Who are we?
Portainer is on a mission to make container management simple, quick, and easy. Whether it's Kubernetes, Swarm, Docker, or Edge computing the drive to create expert, elegant, simple, yet powerful tools that make the complex simple is what makes us tick. In its first three years, Portainer has experienced staggering global uptake of its Open-Source product, with hundreds of thousands of active users and many hundreds of millions of downloads. Now we're making the transition to our first commercial product, backed by an awesome group of global investors.
To help us bring our vision for Portainer to life, we're searching for a highly skilled, go-getting, self-driven and experienced Platform Engineer to join our remote team. You will have extensive experience in Kubernetes/Swarm administration, troubleshooting across all components, infrastructure, observability, and platform engineering. This role will involve managing large-scale Kubernetes environments, implementing, maintaining and ensuring the reliability and scalability of the platform.

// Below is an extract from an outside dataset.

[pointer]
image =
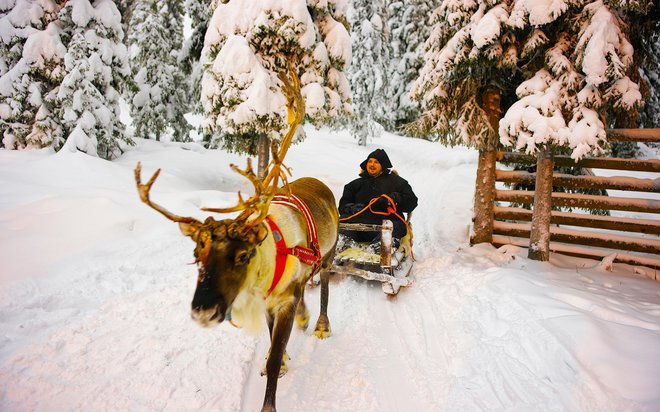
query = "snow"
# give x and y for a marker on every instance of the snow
(95, 292)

You will also be part of an on-call rotation to handle critical incidents.
What does our Platform Engineer - Kubernetes do?
Kubernetes Management:
- Manage and optimize large-scale Kubernetes clusters.
- Perform version updates, configuration changes, and troubleshoot issues.
- Assist with and maintain container orchestration using Kubernetes.
Platform Engineering Services:
- Maintain and expand the platform solution to meet SLA/OLS requirements.
- Perform platform moves/adds/changes and monitor core platform metrics.
- Manage load across components and ensure normal operating parameters.
- Implement component updates for defect resolution and preventive maintenance.
Operational Onboarding:
- Create and maintain documentation for service levels, roles, and responsibilities.
- Conduct platform reviews and tooling deployments.
DevOps and SRE:
- Aid in the use of GitOps pipelines and assist in application deployment strategies.
- Provide guidance on namespace, cluster, access control, and isolation best practices.
- Implement blue/green deployment strategies and assist with performance issues.
Automation and DR Planning:
- Develop automations for preventative maintenance and operational efficiency.
- Create and validate cluster recovery guides to ensure infrastructure recoverability.
Emergency Support:
- Be part of a team that provides 24/7 emergency engineering support with a 1-hour response SLA.
- Analyze alerts and perform root analysis to prevent recurrence.
Requirements
This section sets out the previous experience, technical abilities, and professional qualifications required to perform the role.
Experience:
- 6 years of total experience in IT and platform engineering.
- 4 years managing Kubernetes environments.
- Experience with Docker Swarm is an advantage.
- Experience in operation, virtualization, cloud infrastructure (AWS, Azure, GCP), and DevOps practices.
- Familiarity with ITIL-based practices for incident management and service requests.
Technical skills:
- Expertise in Kubernetes, Docker, and container orchestration tools.
- Experience with monitoring and logging tools (Prometheus, Grafana, Loki etc).
- Proficient in scripting and automation (Python, Bash, Terraform, Ansible).
- Knowledge of CI/CD pipelines and GitOps practices.
- Knowledge of Virtualization Technologies (VMware).
Soft Skills:
- Excellent problem-solving and troubleshooting skills.
- Extremely competent in English, as the client is American and expects fluent conversations.
- Strong communication and documentation skills.
- Ability to explain technical concepts to non-technical stakeholders.
- Willingness to learn and adapt to new technologies and methodologies.
- Flexible and adaptable to changing requirements and priorities.
- Ability to work independently and as part of a remote team.
- Ability to work effectively with cross-functional teams, including developers, operations, and security teams.
- Cultural awareness and sensitivity to cultural differences when managing international partnerships.
Additional information:
- This role requires participation in an on-call rotation to respond to critical incidents.
- Candidates must be able to work primarily within the CST time zone with some flexibility for other time zones.
Benefits
Portainer is a leading tech company offering a broad benefits package including a highly competitive salary, stock options, insurance, and the ability to work anywhere in the world while still being part of a dynamic team taking on some of the most interesting challenges in the technology/infrastructure space. Benefits depend a little bit on where you reside in the world, but we're confident we can put the right package together for the right individual.
Portainer is already growing rapidly, however, we’re still very much in our infancy. We are very excited about the huge potential Portainer has in the global enterprise space and we believe we’re at the start of a wild ride. Joining Portainer will give you:
- The opportunity to be a part of a truly disruptive company at the beginning of its journey.
- A great remuneration package including benefits and participation in our stock option plan.
- The flexibility to work from home as part of a world-class team working on great tech.